Speaking yesterday in the US before leaving for a week-long trip to Europe, Ms Rice presented the Bush administration's clearest statement yet on an issue that has generated fresh uproar after claims the CIA operated secret prisons in eastern Europe and elsewhere.
In her statement, Ms Rice refused to comment specifically on such prisons, saying Washington "cannot discuss information that would compromise the success of intelligence, law enforcement and military operations," and assumed that other countries shared that view.
Originally, the Secretary of State's trip was intended to continue the process of rebuilding transatlantic relations badly frayed by the Iraq war.
But it will be dominated by the linked issues of torture and allegations that the US routinely ignores international law in its conduct of the "war on terror".

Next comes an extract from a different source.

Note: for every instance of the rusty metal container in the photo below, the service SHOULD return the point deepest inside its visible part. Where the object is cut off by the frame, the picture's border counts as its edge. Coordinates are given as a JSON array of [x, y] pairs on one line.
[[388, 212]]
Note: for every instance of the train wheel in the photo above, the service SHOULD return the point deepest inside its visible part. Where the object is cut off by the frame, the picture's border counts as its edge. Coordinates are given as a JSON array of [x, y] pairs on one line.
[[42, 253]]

Ms Rice arrived in Germany last night, her first stop, where the new government of Chancellor Angela Merkel has demanded the US give a detailed accounting of some 400 flights organised by the US military that either landed in, or overflew, Germany. Ms Rice will then travel to Romania - one of the countries where human rights groups say a secret CIA camp was located.

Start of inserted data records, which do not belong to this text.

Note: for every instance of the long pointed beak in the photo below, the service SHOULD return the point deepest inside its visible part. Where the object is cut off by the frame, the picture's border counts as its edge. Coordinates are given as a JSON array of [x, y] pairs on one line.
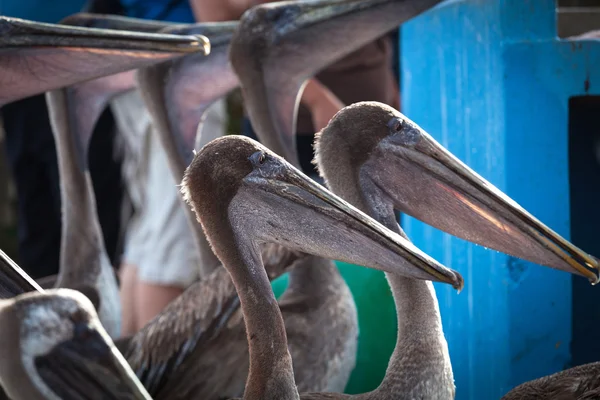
[[119, 22], [56, 56], [90, 360], [311, 219], [280, 45], [23, 33], [452, 197], [13, 280]]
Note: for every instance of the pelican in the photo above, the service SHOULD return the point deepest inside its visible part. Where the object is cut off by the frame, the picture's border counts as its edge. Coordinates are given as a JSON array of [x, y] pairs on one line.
[[177, 113], [245, 195], [371, 154], [278, 46], [54, 347], [177, 94], [318, 305], [38, 57], [13, 280], [84, 264], [188, 102], [270, 54], [175, 354]]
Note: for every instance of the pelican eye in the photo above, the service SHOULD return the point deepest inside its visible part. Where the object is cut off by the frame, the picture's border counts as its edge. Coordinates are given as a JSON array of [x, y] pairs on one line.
[[395, 125], [258, 158]]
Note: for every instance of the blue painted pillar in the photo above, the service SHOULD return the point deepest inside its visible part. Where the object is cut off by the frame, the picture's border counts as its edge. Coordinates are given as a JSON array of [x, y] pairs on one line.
[[490, 80]]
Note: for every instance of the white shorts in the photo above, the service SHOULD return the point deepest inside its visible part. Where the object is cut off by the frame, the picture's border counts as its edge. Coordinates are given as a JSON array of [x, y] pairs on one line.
[[158, 238]]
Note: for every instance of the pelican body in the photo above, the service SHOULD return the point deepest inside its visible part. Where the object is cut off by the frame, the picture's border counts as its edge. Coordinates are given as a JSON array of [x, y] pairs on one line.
[[54, 347]]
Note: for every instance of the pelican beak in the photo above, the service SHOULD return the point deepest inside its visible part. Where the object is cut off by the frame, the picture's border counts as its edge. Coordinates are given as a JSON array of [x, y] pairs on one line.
[[13, 280], [22, 33], [89, 360], [453, 198], [67, 55], [311, 219], [278, 46], [119, 22]]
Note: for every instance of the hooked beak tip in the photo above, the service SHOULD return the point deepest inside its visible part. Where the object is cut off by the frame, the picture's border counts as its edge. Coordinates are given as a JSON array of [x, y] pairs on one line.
[[203, 42], [458, 282]]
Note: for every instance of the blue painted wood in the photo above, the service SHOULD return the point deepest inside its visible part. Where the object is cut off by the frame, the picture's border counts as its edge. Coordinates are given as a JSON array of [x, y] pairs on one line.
[[491, 82]]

After a week of intense discussion of how to counter the criticism, the administration has now decided that attack is the best means of defence. Ms Rice took no questions after her sttement yesterday. Instead, she insisted that US efforts were "sometimes misunderstood".
The truth, she said, was that terrorism was a universal threat, and all governments had a fundamental duty to protect their citizens. She said that, four years after the attacks of 11 September, "most of our populations are asking us if we are doing all we can to protect them" from future attacks. Before the next one, "we should all consider the hard choices that democratic governments must face".
And the best way of dealing with the danger, the Secretary of State said, was "to work together." In a unusually detailed defence of "rendition," Ms Rice said the process - where suspects were moved from the country of their capture to another country for questioning, detention or trial - was "a vital tool" for tackling transnational terrorism.
The process long predated the arrival of the Bush administration. Ramzi Youssef, the mastermind of the World Trade Centre bombing in 1993, had been brought by "rendition" to the US, and the French government had used the same technique in 1994 to transport Carlos Ramirez, the "Jackal," from Sudan to France, where he was tried and jailed.
A major part of the statement was aimed at dispelling the impression - fostered by Vice-President Dick Cheney recently - that Washington had an ambiguous attitude to the use of torture. The US, Ms Rice said, "does not tolerate, permit, or condone torture under any circumstances".
Torture and conspiracy to torture were crimes under US and international law and the US did not employ "rendition" to move a suspect to a country where he might be tortured. Nor, the Secretary of State added in words directed to Germany, did Washington use "the airports or airspace of any country" to transport a prisoner to a country where he or she might be tortured.
With her repeated insistence that the US acted in co-operation with its partners and did not violate sovereignty, Ms Rice may have thrown further fuel on the fire. Assuming hundreds of rendition flights have taken place, and CIA-run camps do indeed exist, Ms Rice's remarks imply the host governments or their intelligence services knew about them and turned a blind eye or co-operated.